The highlight scenes for this episode are Shin talking to the little empress (having a fight with her, really, about wanting her to not come along on what might be a suicide mission, where she calls him out for acting protective when he rejects such care from others), the President calling the mission to task (and showing how dangerously shrewd he can be), and Nordlicht’s commander getting a last minute change of plans.
That change of plans is to use an experimental high-speed transport, which she will pilot, in order to deliver Nordlicht Squadron to the Morpho, rather than using the relatively slow heavy transport helicopters. It’s a pretty creative machine, being a “ground effect” plane (flying at a height of a couple meters and at supersonic speed) with a sort of stealth bomber design to it.
And, for plot, the 86 suit up, board the plane (with the implication that Shin caved and is helping the empress to stow away), and launch after the diversionary force begins.

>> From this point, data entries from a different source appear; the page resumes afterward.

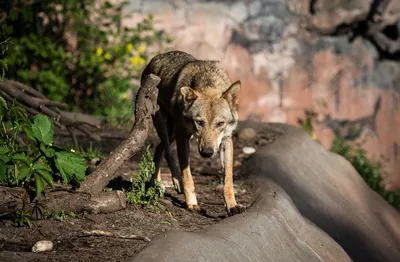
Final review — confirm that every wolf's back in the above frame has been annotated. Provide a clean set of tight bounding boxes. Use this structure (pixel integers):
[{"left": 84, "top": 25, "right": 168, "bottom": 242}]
[{"left": 142, "top": 51, "right": 197, "bottom": 92}]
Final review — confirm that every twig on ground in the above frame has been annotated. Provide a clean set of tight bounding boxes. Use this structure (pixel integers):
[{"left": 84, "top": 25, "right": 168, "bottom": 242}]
[
  {"left": 80, "top": 230, "right": 150, "bottom": 242},
  {"left": 79, "top": 74, "right": 161, "bottom": 194}
]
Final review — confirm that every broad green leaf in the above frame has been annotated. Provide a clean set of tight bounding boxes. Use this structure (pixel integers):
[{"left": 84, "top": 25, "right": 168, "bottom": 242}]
[
  {"left": 40, "top": 143, "right": 56, "bottom": 157},
  {"left": 0, "top": 96, "right": 8, "bottom": 115},
  {"left": 36, "top": 169, "right": 54, "bottom": 187},
  {"left": 0, "top": 160, "right": 7, "bottom": 181},
  {"left": 33, "top": 163, "right": 51, "bottom": 172},
  {"left": 55, "top": 151, "right": 87, "bottom": 184},
  {"left": 0, "top": 146, "right": 10, "bottom": 155},
  {"left": 11, "top": 154, "right": 32, "bottom": 166},
  {"left": 31, "top": 115, "right": 54, "bottom": 145},
  {"left": 33, "top": 173, "right": 44, "bottom": 196},
  {"left": 22, "top": 125, "right": 35, "bottom": 140},
  {"left": 17, "top": 166, "right": 30, "bottom": 181},
  {"left": 0, "top": 155, "right": 11, "bottom": 163}
]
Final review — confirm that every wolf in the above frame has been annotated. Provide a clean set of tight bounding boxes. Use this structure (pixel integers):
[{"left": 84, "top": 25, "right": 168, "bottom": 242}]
[{"left": 141, "top": 51, "right": 244, "bottom": 215}]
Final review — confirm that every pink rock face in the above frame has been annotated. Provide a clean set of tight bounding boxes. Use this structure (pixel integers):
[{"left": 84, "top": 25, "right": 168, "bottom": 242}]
[{"left": 126, "top": 0, "right": 400, "bottom": 190}]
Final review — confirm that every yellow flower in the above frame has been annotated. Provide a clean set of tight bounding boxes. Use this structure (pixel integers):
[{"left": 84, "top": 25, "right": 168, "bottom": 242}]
[
  {"left": 96, "top": 47, "right": 104, "bottom": 56},
  {"left": 131, "top": 55, "right": 146, "bottom": 67},
  {"left": 104, "top": 53, "right": 111, "bottom": 60},
  {"left": 311, "top": 133, "right": 317, "bottom": 140},
  {"left": 138, "top": 44, "right": 146, "bottom": 54},
  {"left": 126, "top": 43, "right": 133, "bottom": 52}
]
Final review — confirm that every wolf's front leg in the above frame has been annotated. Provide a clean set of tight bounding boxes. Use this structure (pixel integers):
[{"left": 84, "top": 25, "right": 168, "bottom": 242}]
[
  {"left": 220, "top": 136, "right": 244, "bottom": 216},
  {"left": 151, "top": 111, "right": 182, "bottom": 193},
  {"left": 176, "top": 132, "right": 200, "bottom": 211}
]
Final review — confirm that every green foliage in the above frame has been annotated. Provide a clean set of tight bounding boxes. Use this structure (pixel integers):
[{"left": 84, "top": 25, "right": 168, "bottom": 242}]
[
  {"left": 126, "top": 147, "right": 164, "bottom": 207},
  {"left": 331, "top": 137, "right": 400, "bottom": 209},
  {"left": 14, "top": 211, "right": 32, "bottom": 228},
  {"left": 0, "top": 0, "right": 170, "bottom": 117},
  {"left": 0, "top": 100, "right": 87, "bottom": 196},
  {"left": 299, "top": 111, "right": 400, "bottom": 209},
  {"left": 0, "top": 39, "right": 9, "bottom": 81},
  {"left": 78, "top": 142, "right": 105, "bottom": 160}
]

But there is so much more going on here! I think my favorite notes are from the President, Ernst Zimmerman. He’s kind of interesting in that he’s… menacingly kind. He insists his adopted kids come home safe after taking out the Morpho (an issue that has come up several times, since there seems to be no clear exit strategy. However, he makes military officials sweat for having put the 86 up to this, and suggests (albeit to no one but the audience) that he might go off his rocker if anything really bad happens to the kids, finishing his statement “Come home safe, or I’ll have to destroy this world.”
One of the things I’ve called out before in 86 is that you don’t get characters who are just hate sinks with no redeeming qualities. Even some individuals with fairly awful black marks, like Lena’s uncle, are written in such a way that you can generally understand why they are the way they are even if you strongly disagree. But no less important is the fact that it doesn’t write characters as pure good, either. Shin and the rest of Spearhead are broken people shaped by essentially a childhood at war. Lena takes her role as handler despite the fact that she objected to the principles that led to the 86, and accepts the name “Bloody Regina” presumably because, however much she sees her processors as people, she is willing to have their blood on her hands to assure victory. And Ernzt Zimmerman, the voice for the kindness and paternalism of the Federacy of Giad? He is still a scary, sharp politician, and perhaps overly dedicated to seeing his ideals through. Their commander, Grethe? It’s pointed out that her care for them may be based less on noble philosophy and more on it being something she does to assuage her own pain at having suffered bitter losses before, arguably similar to how Lena in season 1 seemed to offer Spearhead kindness, from their perspective, only to assuage her own guilt without really helping.
The format of the episode – getting the big buildup to the big battle where the main characters go up against impossible odds with the help of both allies and some unique assets that give them the edge – is standard and timeworn. What makes 86 unique and great is how it takes its time to make the characters engaged in that effective yet timeworn plot live and breathe.